Arnaud rentrait la tête dans les épaules comme s'il avait redouté ma réponse. Je me suis souvenu de l'attitude du docteur Ferrucci, j'ai revu ce sillon qui partageait sa nuque rasée. J'ai senti la nausée me submerger. J'ai abaissé la vitre, laissé mon bras pendre au-dehors, l'air me fouetter le visage.
Mais oui, mais oui, je me sentais très bien.
J'allais retrouver ma vie d'avant cette voix qui m'avait appelé de Dongo : « Vous êtes monsieur Duguet?»
J'avais aussitôt pensé à Ariane et je me souviens qu'à cet instant j'avais prié, quelques mots à peine, car la voix avait repris : « C'est délicat, monsieur Duguet... »

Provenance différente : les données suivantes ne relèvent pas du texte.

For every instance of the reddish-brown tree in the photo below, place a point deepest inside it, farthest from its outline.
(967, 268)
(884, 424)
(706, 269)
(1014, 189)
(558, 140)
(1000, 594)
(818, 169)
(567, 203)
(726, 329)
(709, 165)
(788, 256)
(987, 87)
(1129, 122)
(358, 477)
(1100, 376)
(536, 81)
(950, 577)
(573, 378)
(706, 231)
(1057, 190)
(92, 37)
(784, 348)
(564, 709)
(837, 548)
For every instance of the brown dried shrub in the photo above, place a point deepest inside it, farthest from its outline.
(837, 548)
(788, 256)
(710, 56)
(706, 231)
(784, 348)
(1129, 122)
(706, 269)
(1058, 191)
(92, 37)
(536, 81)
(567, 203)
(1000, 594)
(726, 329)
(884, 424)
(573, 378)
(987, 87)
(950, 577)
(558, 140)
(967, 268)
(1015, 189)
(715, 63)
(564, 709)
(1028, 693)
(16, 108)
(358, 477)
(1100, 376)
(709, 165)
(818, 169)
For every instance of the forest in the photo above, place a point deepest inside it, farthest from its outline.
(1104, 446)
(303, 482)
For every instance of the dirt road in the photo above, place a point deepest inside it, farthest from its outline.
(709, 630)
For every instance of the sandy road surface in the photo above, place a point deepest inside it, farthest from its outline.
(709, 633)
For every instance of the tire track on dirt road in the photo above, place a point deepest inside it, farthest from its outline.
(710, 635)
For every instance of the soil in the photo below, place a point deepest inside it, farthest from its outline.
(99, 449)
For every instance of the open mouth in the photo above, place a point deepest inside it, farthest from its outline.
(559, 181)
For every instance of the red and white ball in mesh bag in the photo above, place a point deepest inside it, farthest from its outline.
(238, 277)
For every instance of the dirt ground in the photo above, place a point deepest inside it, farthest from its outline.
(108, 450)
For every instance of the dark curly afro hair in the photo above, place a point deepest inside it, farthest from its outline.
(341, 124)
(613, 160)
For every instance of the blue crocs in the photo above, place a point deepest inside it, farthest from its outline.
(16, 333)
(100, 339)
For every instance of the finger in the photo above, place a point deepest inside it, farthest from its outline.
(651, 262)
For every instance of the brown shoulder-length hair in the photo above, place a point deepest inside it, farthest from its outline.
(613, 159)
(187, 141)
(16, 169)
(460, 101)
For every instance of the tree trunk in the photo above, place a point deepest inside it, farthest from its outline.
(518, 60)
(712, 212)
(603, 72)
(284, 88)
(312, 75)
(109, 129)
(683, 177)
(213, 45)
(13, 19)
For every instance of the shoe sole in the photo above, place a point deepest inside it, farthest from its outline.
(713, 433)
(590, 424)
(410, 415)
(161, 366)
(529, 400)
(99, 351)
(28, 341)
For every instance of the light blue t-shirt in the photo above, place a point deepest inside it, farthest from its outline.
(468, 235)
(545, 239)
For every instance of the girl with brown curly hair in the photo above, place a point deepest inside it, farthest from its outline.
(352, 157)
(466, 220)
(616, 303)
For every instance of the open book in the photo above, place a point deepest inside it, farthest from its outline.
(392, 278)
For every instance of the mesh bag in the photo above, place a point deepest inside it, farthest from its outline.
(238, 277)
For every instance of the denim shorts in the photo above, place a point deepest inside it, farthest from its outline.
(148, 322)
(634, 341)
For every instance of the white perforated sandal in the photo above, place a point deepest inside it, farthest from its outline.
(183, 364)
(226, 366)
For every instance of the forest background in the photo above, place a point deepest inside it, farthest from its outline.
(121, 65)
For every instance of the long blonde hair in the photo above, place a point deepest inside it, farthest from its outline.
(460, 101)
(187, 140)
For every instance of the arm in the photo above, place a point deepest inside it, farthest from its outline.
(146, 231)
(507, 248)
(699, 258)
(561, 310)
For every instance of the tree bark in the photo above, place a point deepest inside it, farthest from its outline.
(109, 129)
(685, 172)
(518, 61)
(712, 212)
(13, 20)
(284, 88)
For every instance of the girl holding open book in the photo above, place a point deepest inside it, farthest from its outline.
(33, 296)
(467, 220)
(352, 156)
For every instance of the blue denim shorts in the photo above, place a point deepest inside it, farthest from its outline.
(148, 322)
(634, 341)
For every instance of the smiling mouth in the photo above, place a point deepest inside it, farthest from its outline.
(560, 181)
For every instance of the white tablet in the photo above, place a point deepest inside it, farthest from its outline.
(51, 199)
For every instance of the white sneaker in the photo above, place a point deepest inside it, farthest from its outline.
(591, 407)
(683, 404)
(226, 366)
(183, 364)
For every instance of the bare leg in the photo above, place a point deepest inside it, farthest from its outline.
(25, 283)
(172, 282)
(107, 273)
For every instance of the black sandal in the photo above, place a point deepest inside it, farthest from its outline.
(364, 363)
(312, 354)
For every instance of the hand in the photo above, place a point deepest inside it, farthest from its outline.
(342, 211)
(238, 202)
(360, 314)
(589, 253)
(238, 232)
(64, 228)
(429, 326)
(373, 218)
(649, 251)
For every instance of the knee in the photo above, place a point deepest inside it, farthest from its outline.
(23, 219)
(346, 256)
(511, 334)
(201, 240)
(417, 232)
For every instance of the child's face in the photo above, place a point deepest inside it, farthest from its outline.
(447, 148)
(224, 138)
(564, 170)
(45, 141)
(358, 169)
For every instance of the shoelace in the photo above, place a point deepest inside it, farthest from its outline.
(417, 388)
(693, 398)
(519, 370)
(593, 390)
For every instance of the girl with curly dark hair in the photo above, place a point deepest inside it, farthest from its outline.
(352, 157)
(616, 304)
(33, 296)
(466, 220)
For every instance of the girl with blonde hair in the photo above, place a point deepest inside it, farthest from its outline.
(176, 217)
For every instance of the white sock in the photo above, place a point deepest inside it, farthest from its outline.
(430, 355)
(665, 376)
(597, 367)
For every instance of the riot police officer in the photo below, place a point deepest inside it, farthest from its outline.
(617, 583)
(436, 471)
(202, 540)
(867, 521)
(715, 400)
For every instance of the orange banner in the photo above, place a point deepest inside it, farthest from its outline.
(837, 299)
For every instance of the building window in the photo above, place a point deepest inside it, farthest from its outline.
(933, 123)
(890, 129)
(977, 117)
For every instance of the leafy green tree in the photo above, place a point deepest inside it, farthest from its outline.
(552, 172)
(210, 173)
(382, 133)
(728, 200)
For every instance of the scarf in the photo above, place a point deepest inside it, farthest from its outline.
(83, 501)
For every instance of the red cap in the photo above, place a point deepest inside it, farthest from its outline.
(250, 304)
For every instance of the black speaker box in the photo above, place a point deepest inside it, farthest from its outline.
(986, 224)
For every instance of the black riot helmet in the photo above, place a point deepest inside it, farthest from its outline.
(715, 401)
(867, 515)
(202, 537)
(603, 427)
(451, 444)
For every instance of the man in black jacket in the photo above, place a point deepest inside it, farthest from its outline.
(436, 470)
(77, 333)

Ce que j'avais appréhendé depuis trois ou quatre ans, ce malheur subit qui frapperait Ariane, s'était donc produit. Je l'ai su avant que la voix ne me l'explique.
- Je pars, avais-je lancé à ma secrétaire. Qu'Arnaud prenne toutes les décisions.
- Un problème, monsieur? Grave?
Elle avait couru à mes côtés dans le couloir. « Votre fille? » avait-elle demandé en soufflant.
Ils savaient tous, au journal. Comme moi.
- Ma fille, oui. Il fallait bien, un jour ou l'autre...
Derrière le hublot, son visage poupin. Le drame avait eu lieu. Je ne craindrais plus le pire, désormais.
Peut-être qu'à certains moments de la journée, quand j'hésiterais sur un mot, surgirait une image fugitive. Je chercherais en vain à la situer : voyons, c'était...
Sur une route de campagne, au bord d'un fleuve. Ariane apprenait à faire du vélo. Nous étions seuls, déjà, Clémence partie. Je criais : « Plus vite, plus vite, tu ne garderas l'équilibre que si tu prends de la vitesse ! Fonce, fonce ! »
La vie avait été si vite, elle.
Je n'aurais plus, comme durant ces quelques années où je l'avais perdue, incapable de savoir où et comment elle vivait, à hésiter à déclencher des recherches qui l'eussent conduite — je la connaissais ! — à s'enfoncer encore plus avant dans cette forêt inconnue où elle avait choisi de vivre loin de moi.